Calculate the fundamental frequency of a steel rod of length 2.00 m. What is the next possible standing wave frequency of this rod? Where should the rod be clamped to excite a standing wave of this frequency?

Homework Equations

F_n=nv/2L

The Attempt at a Solution

since the velocity of sound in steel was needed and it wasn't mentioned in the problem, i figured that i had to search for the value myself. i got the value of 6100 m/s.

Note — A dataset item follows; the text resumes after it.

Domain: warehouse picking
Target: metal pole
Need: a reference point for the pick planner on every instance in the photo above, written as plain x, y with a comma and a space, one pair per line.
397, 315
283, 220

for the fundamental frequency:
F₁=(v/2L)
F₁=((6100m/s)/(2x2m))
F₁=1525 Hz

for the next standing wave frequency:
for the fundamental frequency:
F₁=(2v/2L)
F₁=((2x6100m/s)/(2x2m))
F₁=3050 Hz

about the third problem though, i have no idea how to solve it.
the length of the rod could be determined by the equation L=λ/2 (λ=wavelength) when the clamp is at the center of the rod, right? what happens then if we move the clamp to another position? will there be a change in the wavelength or other parameters? more importantly, can anyone provide the equation needed to answer the third question? thank you very much.

 

[I like Serena]

Hi timeforplanb!

You might want try and visualize it.

Suppose we'd be talking about a string on a guitar.
If it's vibrating freely, both ends are fixed and the largest amplitude is in the middle.

This corresponds the the first half of a sinusoidal wave which is reflected on each end, resonating into a standing wave.

The next frequency up, would be a full wavelength in the string, meaning "still" in the middle, and with 2 maximum amplitudes at 1/4 and 3/4.

With a guitar, you can "force" the frequency by keeping your finger losely against the string at a place where you want a node.